Sometimes, I feel as if this is a moral failing.

I feel like I should be devoted to some career path, I should be more ambitious.  I used to have ambition.  I used to practically define myself by my ambition-- and my achievements.  But then my achievements kept not living up to my ambition, and so I scrapped ambition to some degree-- or at least, the type of ambition I used to have.  I wonder if this is just a natural result of getting older and more complex, or if its a result of not being quite as smart as I thought I was when I was younger.  I wonder if the lack of ambition is linked to my changing mental state.  I wonder.

Ambition is valued so much in America-- the whole American dream seems to be upward mobility, but damn it, even just going to law school is practically doing that for me.  Is my problem then just that I don't value what society does?  And given how utterly messed up society is-- is that maybe a good thing?

I don't know.  I've accepted that this is who I am-- a girl whose ambitions are mainly not in the career mold, and whose career ambitions equate to reasonable pay, reasonable hours, reasonably intellectually interesting, rather than specifically anything.  And I'm fine with that.
But it would be nice to have a little more passion, and direction, when it comes time to look for my post-law-school-job.

6 comments:

Unknown said...

I feel exactly the same. I have always been incredibly envious of people who know exactly what they want to do with their lives.
At the same time, though, I have to remember that some of those people who have a single all consuming plan are going to wake up one day and have to start all over once they realize that they aren't the same person they were five, ten, twenty years ago and they're unhappy. I think you've got the right idea: follow your passions to the extent that it feels right, find a life that makes you comfortable and happy. I'm hopeful that both of us will know what we're meant to do when we see it.
Also, I am terrible about these things and always miss what's right in front of my face, but what is your Jezebel name? I can't figure it out.

Kelsium said...

Er, that was Kelsium, in case you hadn't guessed. Apparently I was automatically logged into an account from years ago that I never used. Weird.

Amanda said...

My Jezebel name that I post with is inabook, but my profile page is under perkyanda. I wanted to make it so that anyone casually on Jez wouldn't immediately know it was me.

And I do think that we'll end up happy. Unknown journeys can be fun :-)

Kelsium said...

Oh yay! Well I'm glad to see you! I was glad to see you as someone I knew to be a Jez commenter before, and now I am glad to see you because you are you!
And, I think you should know that the letters that the "make sure you are human" thing wants me to type are "testles", which makes me giggle.

Urban Earthworm said...

I used to feel the same way (and sometimes still do), but I found that single-minded passion isn't for everyone, and I would never have found myself where I am if I had followed any of the things I thought I was passionate (or thought I should have been passionate) about.

I'm sure this would have sounded much better before the two glasses of cheap wine . . .

Leigh said...

I can vouch, from the other side, that being single-minded has really thrown a monkey wrench into my life once I realized that it would involve another person as well.

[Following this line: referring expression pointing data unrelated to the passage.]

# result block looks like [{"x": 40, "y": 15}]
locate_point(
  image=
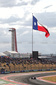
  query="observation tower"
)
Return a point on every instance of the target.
[{"x": 14, "y": 40}]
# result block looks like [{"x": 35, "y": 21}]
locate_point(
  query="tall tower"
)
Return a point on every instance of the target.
[{"x": 14, "y": 41}]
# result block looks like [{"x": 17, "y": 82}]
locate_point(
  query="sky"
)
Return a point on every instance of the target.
[{"x": 18, "y": 14}]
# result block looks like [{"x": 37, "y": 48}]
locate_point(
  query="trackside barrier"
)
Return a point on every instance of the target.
[{"x": 34, "y": 70}]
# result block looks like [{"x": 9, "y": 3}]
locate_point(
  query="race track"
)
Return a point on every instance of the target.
[{"x": 27, "y": 78}]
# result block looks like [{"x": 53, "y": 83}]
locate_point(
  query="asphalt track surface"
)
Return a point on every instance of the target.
[{"x": 27, "y": 79}]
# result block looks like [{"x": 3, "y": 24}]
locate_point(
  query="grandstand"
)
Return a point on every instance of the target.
[{"x": 13, "y": 64}]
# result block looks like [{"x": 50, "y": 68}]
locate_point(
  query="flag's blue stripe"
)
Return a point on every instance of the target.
[{"x": 35, "y": 25}]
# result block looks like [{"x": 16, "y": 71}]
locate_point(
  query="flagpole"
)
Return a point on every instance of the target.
[{"x": 32, "y": 34}]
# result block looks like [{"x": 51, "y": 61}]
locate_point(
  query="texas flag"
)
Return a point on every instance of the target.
[{"x": 39, "y": 27}]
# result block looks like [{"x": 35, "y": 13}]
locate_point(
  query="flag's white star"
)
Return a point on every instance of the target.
[{"x": 34, "y": 23}]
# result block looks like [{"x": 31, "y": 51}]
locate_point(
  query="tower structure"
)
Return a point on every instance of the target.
[{"x": 14, "y": 40}]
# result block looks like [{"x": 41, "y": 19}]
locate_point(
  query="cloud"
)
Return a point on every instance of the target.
[
  {"x": 33, "y": 2},
  {"x": 7, "y": 3},
  {"x": 12, "y": 3}
]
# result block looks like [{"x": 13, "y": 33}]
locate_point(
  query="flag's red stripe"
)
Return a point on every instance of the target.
[{"x": 43, "y": 29}]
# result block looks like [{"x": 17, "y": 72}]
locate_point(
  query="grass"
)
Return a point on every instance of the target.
[{"x": 52, "y": 78}]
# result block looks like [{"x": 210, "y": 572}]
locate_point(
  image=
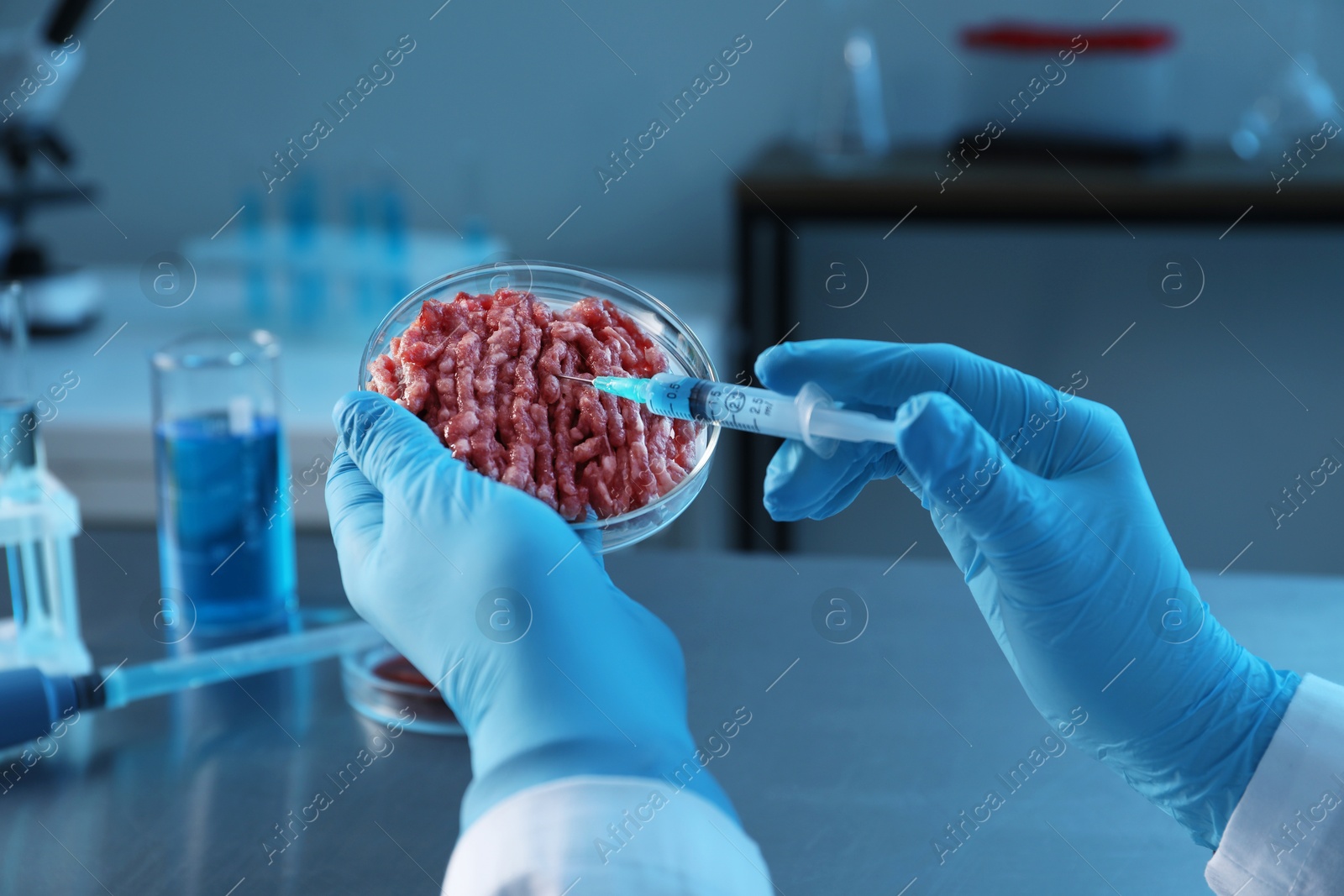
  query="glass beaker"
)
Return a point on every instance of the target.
[{"x": 226, "y": 537}]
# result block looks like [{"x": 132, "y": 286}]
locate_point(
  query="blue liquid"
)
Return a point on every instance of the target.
[{"x": 226, "y": 537}]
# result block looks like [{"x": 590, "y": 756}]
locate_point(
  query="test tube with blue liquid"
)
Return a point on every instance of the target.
[{"x": 226, "y": 537}]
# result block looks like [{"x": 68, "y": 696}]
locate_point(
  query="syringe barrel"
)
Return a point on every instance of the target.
[{"x": 736, "y": 407}]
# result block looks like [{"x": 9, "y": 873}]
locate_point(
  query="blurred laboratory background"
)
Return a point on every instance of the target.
[
  {"x": 207, "y": 208},
  {"x": 491, "y": 140}
]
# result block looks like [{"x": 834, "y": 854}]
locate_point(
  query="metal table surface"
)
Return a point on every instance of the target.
[{"x": 855, "y": 758}]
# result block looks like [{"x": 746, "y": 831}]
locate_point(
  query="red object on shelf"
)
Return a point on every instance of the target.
[{"x": 1015, "y": 36}]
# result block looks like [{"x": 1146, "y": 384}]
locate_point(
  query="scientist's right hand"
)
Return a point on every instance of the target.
[
  {"x": 551, "y": 669},
  {"x": 1042, "y": 503}
]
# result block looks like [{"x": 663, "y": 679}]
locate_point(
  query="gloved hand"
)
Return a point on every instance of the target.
[
  {"x": 1041, "y": 500},
  {"x": 550, "y": 668}
]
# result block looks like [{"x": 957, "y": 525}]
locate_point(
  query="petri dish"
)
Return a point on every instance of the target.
[
  {"x": 561, "y": 286},
  {"x": 381, "y": 684}
]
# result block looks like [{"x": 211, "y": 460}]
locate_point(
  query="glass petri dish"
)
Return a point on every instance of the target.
[
  {"x": 385, "y": 687},
  {"x": 561, "y": 286}
]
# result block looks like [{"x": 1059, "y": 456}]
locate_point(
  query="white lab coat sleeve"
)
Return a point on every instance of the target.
[
  {"x": 598, "y": 836},
  {"x": 1287, "y": 835}
]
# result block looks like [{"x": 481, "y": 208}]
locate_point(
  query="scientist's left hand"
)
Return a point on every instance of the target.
[{"x": 551, "y": 669}]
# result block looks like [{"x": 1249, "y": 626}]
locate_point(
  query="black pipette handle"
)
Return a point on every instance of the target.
[{"x": 31, "y": 703}]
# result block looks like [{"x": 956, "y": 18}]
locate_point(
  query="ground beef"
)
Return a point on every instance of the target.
[{"x": 481, "y": 371}]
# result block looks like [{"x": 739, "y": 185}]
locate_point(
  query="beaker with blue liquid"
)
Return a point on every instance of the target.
[{"x": 226, "y": 537}]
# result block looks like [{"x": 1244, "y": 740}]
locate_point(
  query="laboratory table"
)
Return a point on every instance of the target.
[{"x": 855, "y": 759}]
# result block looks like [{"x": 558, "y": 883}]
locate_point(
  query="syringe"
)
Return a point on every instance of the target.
[{"x": 810, "y": 417}]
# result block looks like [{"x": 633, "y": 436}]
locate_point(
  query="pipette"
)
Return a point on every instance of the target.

I've wanted to do science since I was seven. Although my focus and branch has changed, I'm still living my dream. And suddenly, there's this guy, and I'm in love, and he's saying all these things like marriage and kids and--like this weekend, we're going away with his family. I wanted to work this weekend, at least Monday.

Compromise is hard. Figuring out who you are again after your plans change is hard. Forgiving yourself for not being as hardcore as you wanted to be is hard.